Nouilles japonaises : ramen, udon, soba et leurs farines
Ramen, udon, soba, somen : ce qui sépare vraiment les nouilles japonaises. Farines, kansui, hydratation et sel, décryptés par un boulanger breton.

Les nouilles japonaises se distinguent d’abord par leur farine et par leur eau de pétrissage. Le ramen associe blé tendre et kansui, une eau alcaline. L’udon repose sur un blé de force moyenne, du sel et une hydratation basse. La soba tire son goût du sarrasin. Le somen, lui, se joue sur la finesse du fil.
Quatre familles, deux céréales et beaucoup de confusion
Le mot ramen désigne un plat autant qu’une pâte, ce qui brouille les repères dès le départ. Au Japon, la classification tient à trois variables seulement : la céréale employée, la composition de l’eau de pétrissage et le diamètre du fil. Le bouillon, la garniture et la sauce relèvent de la recette, jamais de la nouille elle-même.
Quatre familles couvrent l’essentiel des pâtes japonaises distribuées en France :
- le ramen, ou chūkamen, pâte de blé tendre pétrie à l’eau alcaline ;
- l’udon, gros fil de blé pétri à l’eau salée, sans agent alcalin ;
- la soba, pâte de sarrasin plus ou moins coupée de farine de blé ;
- le somen, fil de blé très fin, étiré à la main ou tréfilé.

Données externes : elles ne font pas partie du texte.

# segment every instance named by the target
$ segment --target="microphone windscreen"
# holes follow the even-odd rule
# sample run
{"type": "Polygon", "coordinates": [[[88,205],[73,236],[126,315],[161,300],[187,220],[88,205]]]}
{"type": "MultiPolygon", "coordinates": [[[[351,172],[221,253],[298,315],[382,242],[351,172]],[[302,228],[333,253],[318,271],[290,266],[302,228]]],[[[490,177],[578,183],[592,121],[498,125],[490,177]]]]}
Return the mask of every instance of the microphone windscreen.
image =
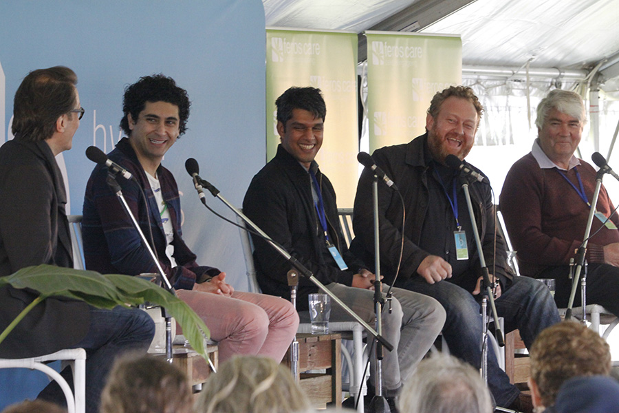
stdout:
{"type": "Polygon", "coordinates": [[[185,161],[185,169],[187,170],[187,173],[191,177],[194,173],[198,175],[200,173],[200,167],[197,165],[197,161],[193,158],[185,161]]]}
{"type": "Polygon", "coordinates": [[[459,169],[462,161],[455,155],[448,155],[445,158],[445,164],[452,169],[459,169]]]}
{"type": "Polygon", "coordinates": [[[86,148],[86,158],[98,164],[105,164],[107,161],[107,155],[97,147],[86,148]]]}
{"type": "Polygon", "coordinates": [[[591,156],[591,160],[600,168],[603,168],[607,165],[606,160],[600,152],[594,152],[591,156]]]}
{"type": "Polygon", "coordinates": [[[359,161],[360,164],[368,168],[371,168],[374,165],[374,160],[372,159],[372,157],[367,152],[359,152],[357,154],[357,160],[359,161]]]}

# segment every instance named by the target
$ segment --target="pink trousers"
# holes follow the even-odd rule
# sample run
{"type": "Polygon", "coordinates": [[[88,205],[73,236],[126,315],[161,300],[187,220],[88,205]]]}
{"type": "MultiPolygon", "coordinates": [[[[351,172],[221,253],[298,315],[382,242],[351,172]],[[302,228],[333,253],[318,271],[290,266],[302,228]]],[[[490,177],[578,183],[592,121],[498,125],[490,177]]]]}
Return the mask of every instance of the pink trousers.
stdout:
{"type": "Polygon", "coordinates": [[[256,354],[281,361],[298,327],[290,301],[265,294],[235,292],[232,297],[177,290],[219,342],[219,363],[235,354],[256,354]]]}

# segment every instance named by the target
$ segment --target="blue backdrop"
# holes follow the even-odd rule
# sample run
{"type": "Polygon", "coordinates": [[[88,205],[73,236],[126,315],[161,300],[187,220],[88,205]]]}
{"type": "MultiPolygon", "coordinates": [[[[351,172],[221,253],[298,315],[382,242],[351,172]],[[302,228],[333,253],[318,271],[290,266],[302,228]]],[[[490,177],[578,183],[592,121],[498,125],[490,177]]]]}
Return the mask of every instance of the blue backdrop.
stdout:
{"type": "MultiPolygon", "coordinates": [[[[73,149],[63,155],[69,180],[67,212],[81,213],[86,182],[94,166],[84,154],[86,148],[95,145],[109,152],[121,137],[118,124],[124,87],[153,73],[172,76],[188,90],[192,101],[187,132],[163,162],[176,176],[182,193],[184,238],[200,264],[226,271],[228,282],[246,290],[238,230],[202,206],[184,162],[196,158],[202,178],[239,206],[252,177],[264,165],[262,2],[2,1],[0,145],[12,138],[12,99],[22,78],[34,69],[57,65],[77,74],[86,109],[73,149]]],[[[232,218],[220,201],[210,195],[207,201],[232,218]]],[[[18,370],[10,371],[8,379],[7,370],[0,370],[0,410],[25,396],[18,390],[34,387],[14,381],[13,372],[18,370]]]]}

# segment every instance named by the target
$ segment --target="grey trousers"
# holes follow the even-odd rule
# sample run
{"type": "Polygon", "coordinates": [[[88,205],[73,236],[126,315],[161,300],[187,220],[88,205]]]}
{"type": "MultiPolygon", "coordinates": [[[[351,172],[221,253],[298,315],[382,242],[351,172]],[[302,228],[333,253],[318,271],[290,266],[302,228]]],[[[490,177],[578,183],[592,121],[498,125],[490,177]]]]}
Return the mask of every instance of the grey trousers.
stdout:
{"type": "MultiPolygon", "coordinates": [[[[384,286],[383,290],[386,290],[387,286],[384,286]]],[[[374,326],[373,291],[338,283],[327,284],[327,288],[365,322],[374,326]]],[[[446,317],[442,306],[433,298],[402,288],[393,288],[392,292],[391,311],[387,304],[382,310],[382,335],[393,346],[391,352],[384,349],[382,363],[382,388],[387,396],[395,396],[415,371],[441,332],[446,317]]],[[[351,321],[352,318],[341,306],[332,303],[329,319],[341,321],[351,321]]],[[[373,366],[376,352],[373,352],[371,360],[373,366]]],[[[371,381],[373,367],[371,370],[371,381]]]]}

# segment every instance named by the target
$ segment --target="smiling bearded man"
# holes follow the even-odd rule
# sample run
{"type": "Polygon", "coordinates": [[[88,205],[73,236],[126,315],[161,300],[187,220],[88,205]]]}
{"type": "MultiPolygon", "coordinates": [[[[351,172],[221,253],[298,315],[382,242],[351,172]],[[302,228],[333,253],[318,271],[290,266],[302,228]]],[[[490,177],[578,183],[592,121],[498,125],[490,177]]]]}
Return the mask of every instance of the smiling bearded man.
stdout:
{"type": "MultiPolygon", "coordinates": [[[[395,285],[429,295],[447,313],[443,337],[450,352],[476,368],[481,364],[481,268],[459,173],[445,165],[448,155],[461,160],[470,151],[483,108],[470,87],[451,87],[437,93],[428,109],[426,133],[407,144],[377,149],[376,165],[400,189],[406,211],[402,229],[402,201],[395,191],[379,186],[378,215],[382,274],[402,266],[395,285]]],[[[466,163],[472,170],[476,168],[466,163]]],[[[366,168],[355,198],[353,225],[356,238],[351,250],[373,261],[371,180],[366,168]],[[360,252],[358,252],[360,251],[360,252]]],[[[496,306],[505,330],[520,330],[530,346],[545,328],[559,321],[547,288],[536,280],[515,277],[507,263],[501,235],[495,235],[491,188],[486,182],[470,184],[483,253],[495,279],[496,306]]],[[[385,281],[393,282],[385,275],[385,281]]],[[[527,412],[530,397],[521,395],[488,349],[488,385],[498,405],[527,412]]]]}

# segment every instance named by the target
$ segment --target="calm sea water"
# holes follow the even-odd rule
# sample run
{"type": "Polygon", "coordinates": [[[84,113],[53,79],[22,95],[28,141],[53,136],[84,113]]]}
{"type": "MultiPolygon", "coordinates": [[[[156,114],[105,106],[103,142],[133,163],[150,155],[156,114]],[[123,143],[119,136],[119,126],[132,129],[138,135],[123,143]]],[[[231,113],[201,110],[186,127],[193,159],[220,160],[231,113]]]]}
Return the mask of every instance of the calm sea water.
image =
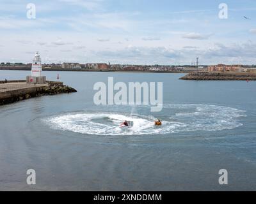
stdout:
{"type": "MultiPolygon", "coordinates": [[[[45,72],[56,80],[57,72],[45,72]]],[[[28,71],[0,71],[0,80],[28,71]]],[[[78,92],[0,107],[0,190],[256,190],[256,82],[60,72],[78,92]],[[95,83],[163,82],[163,110],[96,106],[95,83]],[[152,121],[160,118],[163,127],[152,121]],[[123,120],[133,128],[123,131],[123,120]],[[26,184],[34,169],[36,185],[26,184]],[[228,171],[220,186],[218,171],[228,171]]]]}

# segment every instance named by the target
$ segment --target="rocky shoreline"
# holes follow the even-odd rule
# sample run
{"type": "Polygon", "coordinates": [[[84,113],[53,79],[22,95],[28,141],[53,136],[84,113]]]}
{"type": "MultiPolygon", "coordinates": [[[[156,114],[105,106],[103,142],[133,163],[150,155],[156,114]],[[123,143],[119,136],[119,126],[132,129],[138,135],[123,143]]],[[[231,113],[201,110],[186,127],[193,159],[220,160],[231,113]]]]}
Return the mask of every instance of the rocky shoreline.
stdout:
{"type": "MultiPolygon", "coordinates": [[[[13,82],[18,81],[13,81],[10,82],[12,83],[13,82]]],[[[23,82],[23,81],[19,82],[23,82]]],[[[47,84],[45,86],[19,89],[6,92],[0,92],[0,106],[28,99],[31,98],[47,95],[52,96],[63,93],[68,94],[77,92],[75,89],[63,85],[62,82],[47,82],[47,84]]],[[[0,84],[4,83],[3,83],[3,82],[0,82],[0,84]]]]}
{"type": "Polygon", "coordinates": [[[253,81],[256,80],[256,75],[248,73],[195,72],[186,75],[180,79],[186,80],[253,81]]]}

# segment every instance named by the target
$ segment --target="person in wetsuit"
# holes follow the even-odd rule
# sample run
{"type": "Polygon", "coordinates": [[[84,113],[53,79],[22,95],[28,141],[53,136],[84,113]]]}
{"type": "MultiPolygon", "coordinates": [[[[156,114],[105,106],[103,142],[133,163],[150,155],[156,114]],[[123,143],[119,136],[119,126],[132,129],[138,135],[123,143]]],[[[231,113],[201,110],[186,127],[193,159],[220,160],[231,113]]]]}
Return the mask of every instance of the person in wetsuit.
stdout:
{"type": "Polygon", "coordinates": [[[127,120],[124,121],[122,125],[124,125],[125,126],[129,126],[128,122],[127,120]]]}

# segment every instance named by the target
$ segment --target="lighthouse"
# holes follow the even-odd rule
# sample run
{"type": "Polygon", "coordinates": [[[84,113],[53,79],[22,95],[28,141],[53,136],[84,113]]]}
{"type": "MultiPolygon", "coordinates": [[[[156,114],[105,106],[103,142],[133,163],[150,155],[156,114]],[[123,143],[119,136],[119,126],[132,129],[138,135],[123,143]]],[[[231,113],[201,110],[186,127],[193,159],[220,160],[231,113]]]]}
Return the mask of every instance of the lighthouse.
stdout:
{"type": "Polygon", "coordinates": [[[42,76],[41,57],[36,52],[33,59],[31,73],[27,76],[28,84],[45,84],[46,76],[42,76]]]}
{"type": "Polygon", "coordinates": [[[31,75],[32,77],[40,77],[42,76],[42,64],[41,57],[38,52],[36,52],[34,59],[33,59],[31,75]]]}

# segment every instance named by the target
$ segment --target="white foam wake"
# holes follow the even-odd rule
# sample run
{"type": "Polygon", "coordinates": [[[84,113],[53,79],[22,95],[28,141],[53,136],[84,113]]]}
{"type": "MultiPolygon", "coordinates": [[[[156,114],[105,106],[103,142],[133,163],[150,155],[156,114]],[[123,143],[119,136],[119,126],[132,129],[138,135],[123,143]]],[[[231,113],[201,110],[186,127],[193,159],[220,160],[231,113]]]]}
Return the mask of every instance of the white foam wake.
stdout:
{"type": "Polygon", "coordinates": [[[245,116],[242,110],[214,105],[168,104],[164,108],[171,113],[164,117],[161,127],[154,126],[156,118],[152,115],[131,116],[118,112],[70,113],[44,119],[44,121],[52,128],[82,134],[141,135],[230,129],[242,126],[238,118],[245,116]],[[125,130],[120,128],[125,120],[133,121],[134,126],[125,130]]]}

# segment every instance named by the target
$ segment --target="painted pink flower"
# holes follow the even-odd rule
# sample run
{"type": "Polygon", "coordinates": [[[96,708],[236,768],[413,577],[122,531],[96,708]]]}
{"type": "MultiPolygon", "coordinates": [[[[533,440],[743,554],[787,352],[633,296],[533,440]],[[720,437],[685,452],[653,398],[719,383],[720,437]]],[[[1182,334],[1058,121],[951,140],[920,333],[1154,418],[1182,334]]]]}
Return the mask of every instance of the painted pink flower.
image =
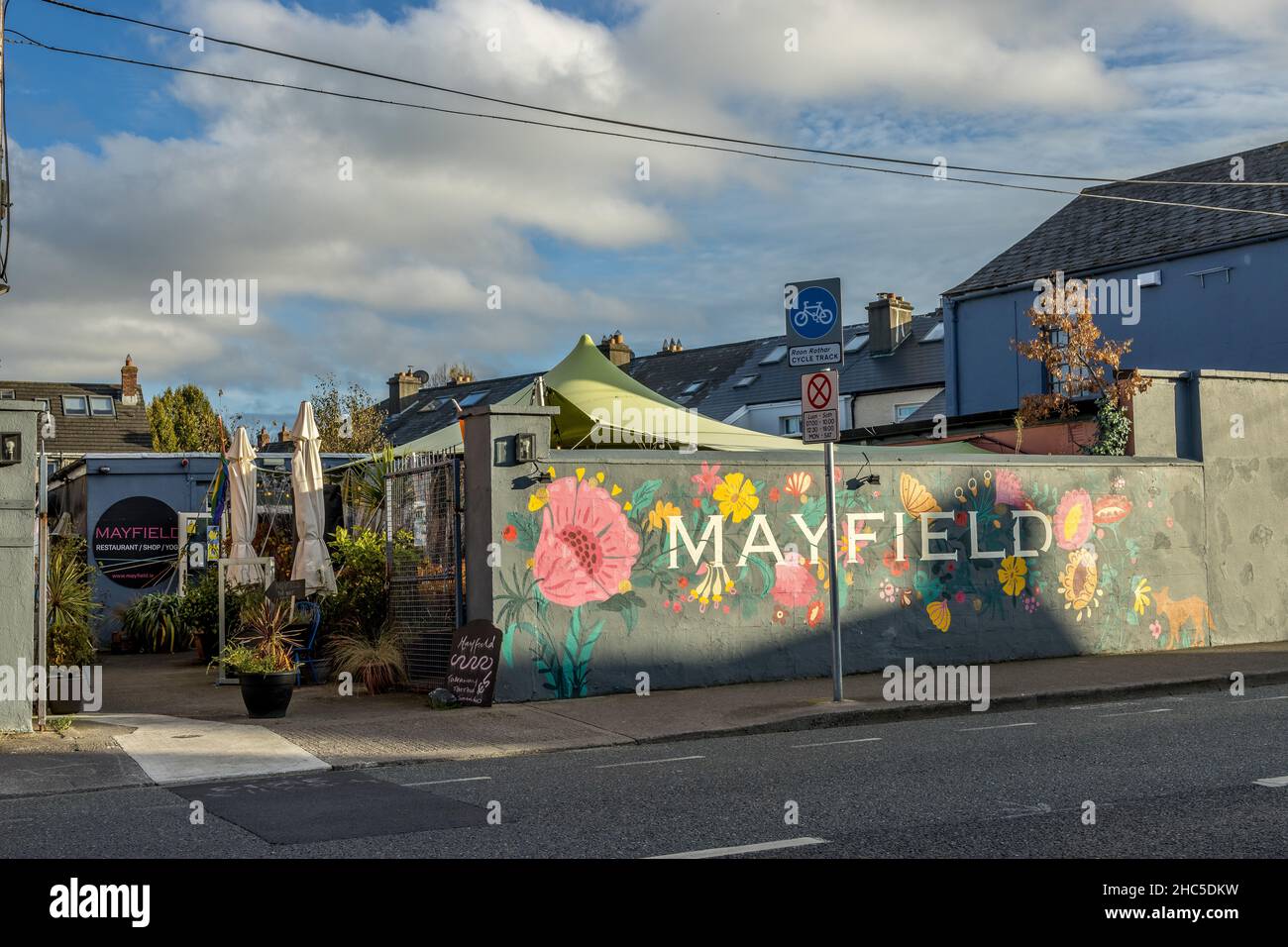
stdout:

Voilà pourquoi la question de la différence entre les ramen et les nouilles revient sans cesse. Le ramen est une nouille parmi d’autres, celle que les carbonates alcalins colorent en jaune. Commander un bol de ramen au restaurant, c’est commander un bouillon, un fil et des garnitures. Acheter des nouilles à ramen, c’est acheter la pâte seule.
Un boulanger reconnaît immédiatement ce vocabulaire. Force de la farine, taux d’hydratation, dosage du sel, durée de repos : ces quatre leviers commandent la texture d’un pâton comme celle d’un fil de nouille. Le fournil les règle pour piéger du gaz et bâtir une mie. L’atelier de nouilles les règle pour obtenir du mordant, cette résistance sous la dent que les Japonais appellent koshi.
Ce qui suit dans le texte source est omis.